Beat, the supergroup bringing together King Crimson alumni Adrian Belew on guitar and vocals and Tony Levin on bass, alongside guitar virtuoso Steve Vai and Danny Carey of Tool on drums, have finally announced their long awaited European tour.
The project was formed to keep the nineteen eighties King Crimson repertoire alive and was personally endorsed by Robert Fripp himself. Fripp even named the band and suggested Vai for the role, convinced he was the only guitarist capable of doing justice to the intricate counterpoint originally shared between Fripp and Belew. Praise does not come much higher than that.

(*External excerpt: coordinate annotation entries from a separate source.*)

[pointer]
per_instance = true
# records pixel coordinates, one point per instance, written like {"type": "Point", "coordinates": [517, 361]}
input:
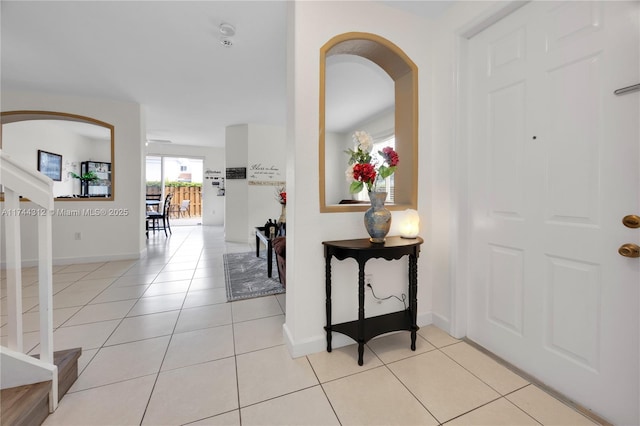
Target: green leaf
{"type": "Point", "coordinates": [356, 186]}
{"type": "Point", "coordinates": [385, 171]}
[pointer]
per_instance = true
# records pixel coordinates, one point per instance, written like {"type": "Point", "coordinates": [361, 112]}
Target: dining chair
{"type": "Point", "coordinates": [155, 217]}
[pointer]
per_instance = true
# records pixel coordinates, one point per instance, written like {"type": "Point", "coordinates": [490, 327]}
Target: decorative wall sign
{"type": "Point", "coordinates": [269, 183]}
{"type": "Point", "coordinates": [264, 173]}
{"type": "Point", "coordinates": [236, 173]}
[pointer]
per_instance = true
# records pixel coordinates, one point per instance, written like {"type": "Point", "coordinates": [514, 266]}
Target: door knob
{"type": "Point", "coordinates": [631, 221]}
{"type": "Point", "coordinates": [629, 250]}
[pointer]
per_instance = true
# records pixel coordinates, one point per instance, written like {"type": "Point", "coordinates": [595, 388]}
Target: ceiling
{"type": "Point", "coordinates": [164, 55]}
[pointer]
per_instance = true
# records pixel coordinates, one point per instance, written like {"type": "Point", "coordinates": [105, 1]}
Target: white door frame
{"type": "Point", "coordinates": [460, 240]}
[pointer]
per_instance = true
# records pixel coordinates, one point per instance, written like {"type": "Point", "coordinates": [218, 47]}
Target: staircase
{"type": "Point", "coordinates": [30, 386]}
{"type": "Point", "coordinates": [28, 405]}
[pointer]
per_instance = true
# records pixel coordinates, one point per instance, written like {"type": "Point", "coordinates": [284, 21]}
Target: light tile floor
{"type": "Point", "coordinates": [161, 346]}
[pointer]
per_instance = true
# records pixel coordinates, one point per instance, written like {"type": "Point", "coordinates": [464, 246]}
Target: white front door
{"type": "Point", "coordinates": [554, 166]}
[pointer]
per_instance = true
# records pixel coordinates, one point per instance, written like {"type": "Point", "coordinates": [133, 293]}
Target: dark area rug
{"type": "Point", "coordinates": [246, 276]}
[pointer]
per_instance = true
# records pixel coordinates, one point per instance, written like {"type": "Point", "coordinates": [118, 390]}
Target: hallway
{"type": "Point", "coordinates": [162, 346]}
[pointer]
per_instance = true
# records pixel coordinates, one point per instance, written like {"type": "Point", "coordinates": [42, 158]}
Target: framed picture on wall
{"type": "Point", "coordinates": [50, 164]}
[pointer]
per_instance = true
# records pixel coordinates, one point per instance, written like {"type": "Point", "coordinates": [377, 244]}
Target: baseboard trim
{"type": "Point", "coordinates": [78, 260]}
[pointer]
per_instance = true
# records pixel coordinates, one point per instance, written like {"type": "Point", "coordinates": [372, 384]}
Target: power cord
{"type": "Point", "coordinates": [403, 300]}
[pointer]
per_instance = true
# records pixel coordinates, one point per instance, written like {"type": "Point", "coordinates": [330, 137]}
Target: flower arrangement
{"type": "Point", "coordinates": [363, 168]}
{"type": "Point", "coordinates": [281, 195]}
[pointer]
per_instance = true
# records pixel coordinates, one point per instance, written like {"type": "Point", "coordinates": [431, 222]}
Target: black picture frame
{"type": "Point", "coordinates": [50, 164]}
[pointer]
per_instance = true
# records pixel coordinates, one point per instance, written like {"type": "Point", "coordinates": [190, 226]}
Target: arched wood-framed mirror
{"type": "Point", "coordinates": [75, 144]}
{"type": "Point", "coordinates": [403, 73]}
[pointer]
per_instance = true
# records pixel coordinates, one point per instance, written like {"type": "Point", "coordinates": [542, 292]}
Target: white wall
{"type": "Point", "coordinates": [23, 139]}
{"type": "Point", "coordinates": [212, 205]}
{"type": "Point", "coordinates": [251, 202]}
{"type": "Point", "coordinates": [314, 23]}
{"type": "Point", "coordinates": [237, 192]}
{"type": "Point", "coordinates": [115, 234]}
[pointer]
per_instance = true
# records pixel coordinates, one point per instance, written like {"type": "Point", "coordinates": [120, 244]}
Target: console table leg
{"type": "Point", "coordinates": [327, 274]}
{"type": "Point", "coordinates": [413, 297]}
{"type": "Point", "coordinates": [360, 312]}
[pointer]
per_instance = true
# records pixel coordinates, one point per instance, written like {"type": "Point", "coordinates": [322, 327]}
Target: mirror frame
{"type": "Point", "coordinates": [404, 72]}
{"type": "Point", "coordinates": [25, 115]}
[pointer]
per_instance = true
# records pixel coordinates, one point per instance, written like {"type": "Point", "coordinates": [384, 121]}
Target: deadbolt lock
{"type": "Point", "coordinates": [629, 250]}
{"type": "Point", "coordinates": [631, 221]}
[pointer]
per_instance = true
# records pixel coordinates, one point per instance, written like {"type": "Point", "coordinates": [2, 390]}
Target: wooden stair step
{"type": "Point", "coordinates": [29, 405]}
{"type": "Point", "coordinates": [67, 363]}
{"type": "Point", "coordinates": [25, 405]}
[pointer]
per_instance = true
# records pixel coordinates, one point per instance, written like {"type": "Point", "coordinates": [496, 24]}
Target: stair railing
{"type": "Point", "coordinates": [19, 181]}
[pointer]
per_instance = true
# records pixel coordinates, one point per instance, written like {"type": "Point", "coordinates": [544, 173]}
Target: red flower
{"type": "Point", "coordinates": [364, 172]}
{"type": "Point", "coordinates": [390, 156]}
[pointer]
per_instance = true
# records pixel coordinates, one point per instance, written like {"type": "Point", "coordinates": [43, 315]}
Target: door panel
{"type": "Point", "coordinates": [554, 165]}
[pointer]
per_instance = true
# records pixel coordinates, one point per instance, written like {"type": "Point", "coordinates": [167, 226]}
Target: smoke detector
{"type": "Point", "coordinates": [227, 30]}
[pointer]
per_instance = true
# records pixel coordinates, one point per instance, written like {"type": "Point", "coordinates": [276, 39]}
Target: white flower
{"type": "Point", "coordinates": [349, 173]}
{"type": "Point", "coordinates": [364, 140]}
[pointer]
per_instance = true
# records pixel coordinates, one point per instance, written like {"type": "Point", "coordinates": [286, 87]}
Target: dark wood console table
{"type": "Point", "coordinates": [364, 329]}
{"type": "Point", "coordinates": [267, 240]}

That era of King Crimson produced three landmark albums, Discipline, Beat and Three Of A Perfect Pair, before the group dissolved and eventually reemerged in a radically different configuration known among devoted listeners as the Double Trio. That, however, is another chapter altogether.
Beat toured the United States and South America last year, a run that resulted in the striking live album and concert film Beat Live!. Rather than simply recreating the original material, the performances inject a distinctly modern intensity into the music, reframing it through the lens of four musicians operating at the peak of their powers.
The nineteen eighties incarnation of King Crimson was a shock to the system for progressive rock audiences, folding new wave, post punk, Balinese gamelan and African polyrhythms into a leaner and more direct framework. The result was music that balanced rigorous complexity with immediacy, driven in large part by the breathtaking interlocking guitar work of Fripp and Belew, all in service of songs that remained strangely memorable and even catchy.
Beat will bring this repertoire to the Olympia in Paris on June 10, returning to the very venue where King Crimson last played in the city, albeit then in a very different and much larger form known by fans as the eight-headed Beast. Which is yet another chapter in the venerable band's convoluted career!